I was doing some signal processing in R a few weeks ago and was somewhat disappointed in how long it was taking to run my experiments. Digging around a little, it seemed like the vast majority of time was being taken up in autocorrelation and cross-correlation computations.

In particular, I was computing a “Type-II” autocorrelation, defined as

$y_i = \sum_{j=0}^{n-1-i}{x_jx_{j+i}},\; 0 \leq i \lt n$

The inefficient way to compute this in directly in R is

brute force autocorrelation

acf.II <- function(signal)
{
  n <- length(signal)
  sapply(0:(n-1), function(lag) as.vector(signal[1:(n-lag)] %*% signal[(1+lag):n]))
}

But autocorrelation can be computed efficiently via FFT. You can get this efficient computation by calling the convolve function the right way.

autocorrelation using fft

acf.II <- function(signal)
{
  result <- convolve(signal,signal,type='open')
  result[-1:-length(result)/2]
}

But this version was still taking a long time and I had to poke into the convolve implementation to finally figure out why.

When convolve is called for type='open' with real arguments, it simplifies to the following.

convolve simplified

convolve.simplified <- function(x,y)
{
  nx <- length(x)
  ny <- length(y)
  x <- c(rep.int(0, ny - 1), x)
  y <- c(y, rep.int(0, nx - 1))

  x <- fft(fft(x) * Conj(fft(y)), inverse = TRUE)
  Re(x)/(nx+ny-1)
}

Can you see the two problems?

The thing that jumped out at me first is that it computes the same FFT twice when it is used for autocorrelation.

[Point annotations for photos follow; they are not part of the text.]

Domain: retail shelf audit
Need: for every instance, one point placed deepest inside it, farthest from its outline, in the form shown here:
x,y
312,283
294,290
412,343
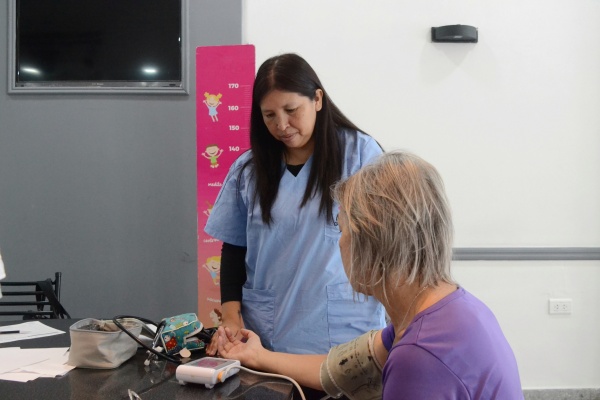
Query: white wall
x,y
511,122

That should give a 2x speedup.

The second took me a bit more trial and error investigation, including trying to benchmark the internal fft function against fftw. I was testing them with different sized vectors when it finally dawned on me that the length of my input vector was a power of 2 but the zero padding inside of convolve was creating a length that was no longer a power of 2. The FFT implementation is a bit slower for those lengths so convolve is doing three slow FFT operations when I just need two fast ones.

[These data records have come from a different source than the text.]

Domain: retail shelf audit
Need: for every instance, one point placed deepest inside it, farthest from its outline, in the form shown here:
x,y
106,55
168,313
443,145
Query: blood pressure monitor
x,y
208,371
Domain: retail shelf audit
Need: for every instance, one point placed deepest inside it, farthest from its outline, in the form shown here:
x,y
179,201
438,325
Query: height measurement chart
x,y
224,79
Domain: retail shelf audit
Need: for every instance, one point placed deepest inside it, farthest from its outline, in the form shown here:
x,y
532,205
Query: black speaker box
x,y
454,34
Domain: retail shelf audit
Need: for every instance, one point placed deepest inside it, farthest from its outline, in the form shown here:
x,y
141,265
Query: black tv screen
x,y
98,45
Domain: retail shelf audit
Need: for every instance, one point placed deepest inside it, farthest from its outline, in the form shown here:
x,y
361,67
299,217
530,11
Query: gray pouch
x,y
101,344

With that knowledge, I whipped up the following. Finally, I have a fast autocorrelation that runs in about 35% of the time as the convolve version did.

autocorrelation

# fast auto-correlation
acf.II <- function(x)
{
  n <- length(x)
  x <- c(x, rep.int(0, n))
  transform <- fft(x)
  x <- fft(Conj(transform) * transform, inverse = TRUE)
  Re(x)[1:n]/(2*n)
}

# fast cross-correlation
ccf.II <- function(x,y)
{
  nx <- length(x)
  ny <- length(y)
  x <- c(x, rep.int(0, ny))
  y <- c(rep.int(0, nx), y)
  x <- fft(fft(x) * Conj(fft(y)), inverse = TRUE)
  Re(x)[-1]/(nx+ny)
}